THE TRADING PRICE OF OUR COMMON STOCK IS LIKELY TO BE VOLATILE IN RESPONSE TO
FLUCTUATIONS IN OUR QUARTERLY REVENUES AND OPERATING RESULTS.

     We believe that quarter-to-quarter comparisons of our operating results may
not be meaningful. It is likely that in some future quarter our operating
results will be below the expectations of public market analysts and investors.
If this happens, the trading price of our common stock may fall substantially.
Our revenues and operating results are likely to vary significantly from quarter
to quarter due to a variety of factors, including the risks we describe in this
section.

     Our ability to forecast revenue is limited. We derive substantially all of
our revenues from licenses of our software and related services. License
revenues in any quarter are substantially dependent on orders booked and shipped
in that quarter, and we cannot predict revenues for any future quarter with any
significant degree of certainty.

     Our expenses are relatively fixed and are based, in part, on our
expectations of future revenues.

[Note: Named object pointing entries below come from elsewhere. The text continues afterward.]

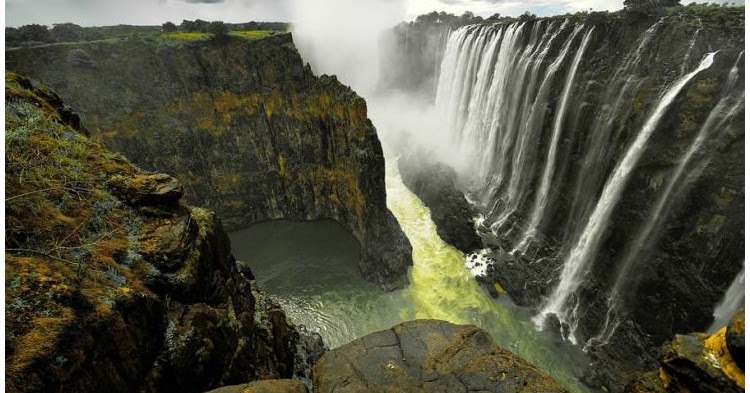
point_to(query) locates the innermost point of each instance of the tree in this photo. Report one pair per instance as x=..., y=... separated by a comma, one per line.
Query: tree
x=168, y=27
x=79, y=58
x=66, y=32
x=35, y=33
x=218, y=28
x=648, y=7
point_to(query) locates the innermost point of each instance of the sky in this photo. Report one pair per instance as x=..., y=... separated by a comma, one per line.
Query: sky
x=154, y=12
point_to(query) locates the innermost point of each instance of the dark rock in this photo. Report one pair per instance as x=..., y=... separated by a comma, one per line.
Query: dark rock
x=134, y=302
x=694, y=363
x=148, y=189
x=736, y=338
x=427, y=356
x=437, y=186
x=248, y=130
x=265, y=386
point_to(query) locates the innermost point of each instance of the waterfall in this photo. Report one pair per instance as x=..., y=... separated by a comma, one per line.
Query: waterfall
x=733, y=300
x=524, y=155
x=693, y=162
x=542, y=194
x=691, y=165
x=580, y=257
x=598, y=145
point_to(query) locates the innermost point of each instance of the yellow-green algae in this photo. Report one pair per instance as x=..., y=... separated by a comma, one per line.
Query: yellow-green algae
x=442, y=288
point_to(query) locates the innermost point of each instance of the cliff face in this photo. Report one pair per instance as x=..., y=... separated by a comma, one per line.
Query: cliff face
x=112, y=283
x=696, y=243
x=244, y=125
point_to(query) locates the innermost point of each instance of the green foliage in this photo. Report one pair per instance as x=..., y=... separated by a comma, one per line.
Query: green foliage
x=66, y=32
x=252, y=34
x=79, y=58
x=648, y=7
x=185, y=36
x=218, y=28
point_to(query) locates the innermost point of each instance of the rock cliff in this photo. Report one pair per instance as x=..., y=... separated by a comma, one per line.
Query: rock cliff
x=112, y=283
x=427, y=356
x=245, y=126
x=683, y=268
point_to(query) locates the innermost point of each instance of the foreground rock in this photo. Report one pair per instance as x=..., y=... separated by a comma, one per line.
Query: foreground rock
x=244, y=125
x=427, y=356
x=266, y=386
x=112, y=284
x=700, y=363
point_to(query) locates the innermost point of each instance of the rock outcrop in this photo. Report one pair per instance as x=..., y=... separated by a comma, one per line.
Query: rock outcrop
x=683, y=267
x=699, y=363
x=427, y=356
x=437, y=186
x=112, y=283
x=244, y=125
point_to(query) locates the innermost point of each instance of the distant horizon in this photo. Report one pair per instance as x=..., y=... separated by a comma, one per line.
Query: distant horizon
x=93, y=13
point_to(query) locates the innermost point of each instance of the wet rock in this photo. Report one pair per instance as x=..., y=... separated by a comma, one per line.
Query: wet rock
x=736, y=338
x=694, y=363
x=436, y=185
x=427, y=356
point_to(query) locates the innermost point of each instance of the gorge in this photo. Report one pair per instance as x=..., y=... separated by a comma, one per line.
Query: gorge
x=587, y=168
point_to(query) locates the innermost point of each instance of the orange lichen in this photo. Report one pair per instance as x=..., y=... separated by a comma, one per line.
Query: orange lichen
x=715, y=350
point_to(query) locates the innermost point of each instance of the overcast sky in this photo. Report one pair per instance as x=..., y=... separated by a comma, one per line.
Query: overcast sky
x=152, y=12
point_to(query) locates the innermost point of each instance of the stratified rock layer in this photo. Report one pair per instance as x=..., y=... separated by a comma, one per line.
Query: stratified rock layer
x=112, y=284
x=698, y=363
x=427, y=356
x=247, y=128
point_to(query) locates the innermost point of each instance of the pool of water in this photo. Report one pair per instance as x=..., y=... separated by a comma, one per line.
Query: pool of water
x=310, y=268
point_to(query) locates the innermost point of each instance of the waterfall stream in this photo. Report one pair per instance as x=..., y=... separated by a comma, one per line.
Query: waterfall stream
x=579, y=260
x=310, y=269
x=513, y=96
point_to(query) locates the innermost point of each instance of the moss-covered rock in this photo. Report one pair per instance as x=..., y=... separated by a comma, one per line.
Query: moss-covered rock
x=244, y=125
x=112, y=284
x=427, y=356
x=695, y=363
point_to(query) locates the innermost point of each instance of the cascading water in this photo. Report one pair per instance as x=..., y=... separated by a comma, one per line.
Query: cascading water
x=576, y=267
x=542, y=194
x=733, y=300
x=692, y=164
x=519, y=110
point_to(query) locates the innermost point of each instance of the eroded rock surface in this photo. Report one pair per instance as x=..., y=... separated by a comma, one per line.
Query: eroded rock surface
x=427, y=356
x=112, y=283
x=244, y=125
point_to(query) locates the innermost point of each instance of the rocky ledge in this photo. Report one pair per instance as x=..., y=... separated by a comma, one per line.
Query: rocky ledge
x=427, y=356
x=112, y=283
x=700, y=362
x=244, y=125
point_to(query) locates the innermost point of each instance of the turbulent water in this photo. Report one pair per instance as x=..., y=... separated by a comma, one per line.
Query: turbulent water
x=508, y=96
x=310, y=268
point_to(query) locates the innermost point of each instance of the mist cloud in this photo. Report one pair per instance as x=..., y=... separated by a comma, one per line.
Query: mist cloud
x=341, y=36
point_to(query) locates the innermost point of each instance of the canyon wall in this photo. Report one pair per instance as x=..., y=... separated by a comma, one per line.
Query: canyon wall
x=244, y=125
x=604, y=157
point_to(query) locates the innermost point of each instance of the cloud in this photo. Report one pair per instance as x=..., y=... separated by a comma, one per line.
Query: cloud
x=204, y=1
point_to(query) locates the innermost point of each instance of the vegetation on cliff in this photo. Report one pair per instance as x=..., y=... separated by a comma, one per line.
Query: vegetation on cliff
x=112, y=282
x=245, y=126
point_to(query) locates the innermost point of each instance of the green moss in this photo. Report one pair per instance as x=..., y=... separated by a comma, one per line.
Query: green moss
x=252, y=34
x=185, y=36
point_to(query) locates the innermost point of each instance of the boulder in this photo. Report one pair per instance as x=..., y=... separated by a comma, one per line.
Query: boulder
x=427, y=356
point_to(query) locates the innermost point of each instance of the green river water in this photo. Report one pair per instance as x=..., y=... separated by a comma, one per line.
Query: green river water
x=310, y=268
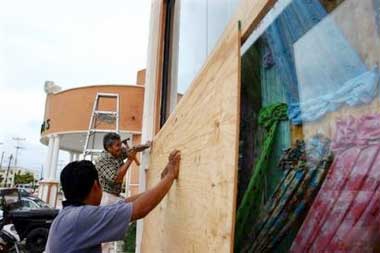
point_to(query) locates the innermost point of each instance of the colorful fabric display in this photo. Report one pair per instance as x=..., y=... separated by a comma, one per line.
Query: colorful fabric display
x=345, y=216
x=357, y=91
x=269, y=117
x=330, y=74
x=304, y=172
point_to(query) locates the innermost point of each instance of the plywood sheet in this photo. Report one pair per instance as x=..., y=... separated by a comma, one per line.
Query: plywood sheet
x=198, y=213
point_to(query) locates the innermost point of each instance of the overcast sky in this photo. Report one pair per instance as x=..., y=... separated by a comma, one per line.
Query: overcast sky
x=72, y=43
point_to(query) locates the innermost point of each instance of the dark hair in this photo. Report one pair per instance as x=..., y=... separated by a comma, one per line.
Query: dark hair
x=77, y=179
x=109, y=139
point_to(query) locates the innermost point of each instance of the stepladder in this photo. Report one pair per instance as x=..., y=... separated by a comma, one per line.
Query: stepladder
x=104, y=119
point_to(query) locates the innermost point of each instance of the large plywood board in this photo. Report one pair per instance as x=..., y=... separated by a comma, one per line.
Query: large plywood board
x=198, y=213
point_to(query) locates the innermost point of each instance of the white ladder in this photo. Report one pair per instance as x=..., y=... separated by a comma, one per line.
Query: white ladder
x=98, y=115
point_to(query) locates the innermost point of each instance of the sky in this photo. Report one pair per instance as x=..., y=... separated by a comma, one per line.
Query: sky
x=73, y=43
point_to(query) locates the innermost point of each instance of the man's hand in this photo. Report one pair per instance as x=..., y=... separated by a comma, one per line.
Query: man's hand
x=172, y=168
x=131, y=154
x=145, y=203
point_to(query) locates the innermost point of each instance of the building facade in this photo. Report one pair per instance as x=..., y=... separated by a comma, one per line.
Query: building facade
x=66, y=126
x=260, y=77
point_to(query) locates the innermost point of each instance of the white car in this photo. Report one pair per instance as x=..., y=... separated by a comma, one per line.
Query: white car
x=33, y=203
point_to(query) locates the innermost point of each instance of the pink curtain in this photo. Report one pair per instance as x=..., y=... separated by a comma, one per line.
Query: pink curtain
x=345, y=215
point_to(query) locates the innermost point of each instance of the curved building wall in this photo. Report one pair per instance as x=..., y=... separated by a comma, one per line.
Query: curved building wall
x=70, y=110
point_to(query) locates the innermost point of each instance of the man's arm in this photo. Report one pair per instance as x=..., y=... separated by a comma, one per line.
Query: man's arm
x=123, y=170
x=130, y=153
x=148, y=200
x=133, y=198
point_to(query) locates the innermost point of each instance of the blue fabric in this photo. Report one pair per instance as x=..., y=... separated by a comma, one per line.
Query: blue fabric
x=298, y=18
x=357, y=91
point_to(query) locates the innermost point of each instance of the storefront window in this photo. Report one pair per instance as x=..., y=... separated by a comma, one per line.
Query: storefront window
x=309, y=164
x=199, y=24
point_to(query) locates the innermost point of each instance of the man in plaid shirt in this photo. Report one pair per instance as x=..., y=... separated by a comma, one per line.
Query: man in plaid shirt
x=111, y=166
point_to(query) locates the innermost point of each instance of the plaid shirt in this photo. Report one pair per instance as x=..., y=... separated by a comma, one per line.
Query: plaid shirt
x=108, y=167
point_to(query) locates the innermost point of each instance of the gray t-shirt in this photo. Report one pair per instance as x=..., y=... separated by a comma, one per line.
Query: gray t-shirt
x=79, y=229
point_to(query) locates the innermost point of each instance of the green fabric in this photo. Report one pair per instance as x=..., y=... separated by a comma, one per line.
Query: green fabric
x=269, y=117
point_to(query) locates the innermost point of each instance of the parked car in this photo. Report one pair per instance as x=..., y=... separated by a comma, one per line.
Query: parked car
x=33, y=203
x=32, y=225
x=23, y=192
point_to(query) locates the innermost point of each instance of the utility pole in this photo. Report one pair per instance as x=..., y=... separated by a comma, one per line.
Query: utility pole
x=1, y=161
x=2, y=157
x=9, y=167
x=18, y=147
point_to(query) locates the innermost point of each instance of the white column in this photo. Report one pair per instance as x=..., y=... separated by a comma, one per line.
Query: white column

Consequently, if revenue levels do not meet our
expectations, our financial results will be adversely effected. In addition, we
expect that sales derived through indirect channels, which are more difficult to
forecast, will increase as a percentage of total revenues in the future.

THE FAILURE TO OBTAIN A LARGE PROSPECTIVE CUSTOMER COULD CAUSE OUR REVENUES TO
DROP QUICKLY AND UNEXPECTEDLY.

     We depend upon a limited number of large sales for a substantial portion of
our revenues in each quarter. For example, in the three months ended June 30,
1999, our largest customer accounted for 19.3% of our total revenues. Our
failure to successfully close one or more large sales in any particular period
could cause our revenues to drop quickly and unexpectedly. We expect to continue
to be dependent upon a limited number of customers for a significant portion of
our revenues and these customers are expected to vary from period-to-period. The
loss of a prospective major customer could result in our failure to meet
quarterly revenue expectations.

THE SUCCESS OF OUR BUSINESS RELIES HEAVILY ON INDIRECT DISTRIBUTION CHANNELS,
PARTICULARLY OUR DISTRIBUTION AGREEMENT WITH LUCENT TECHNOLOGIES.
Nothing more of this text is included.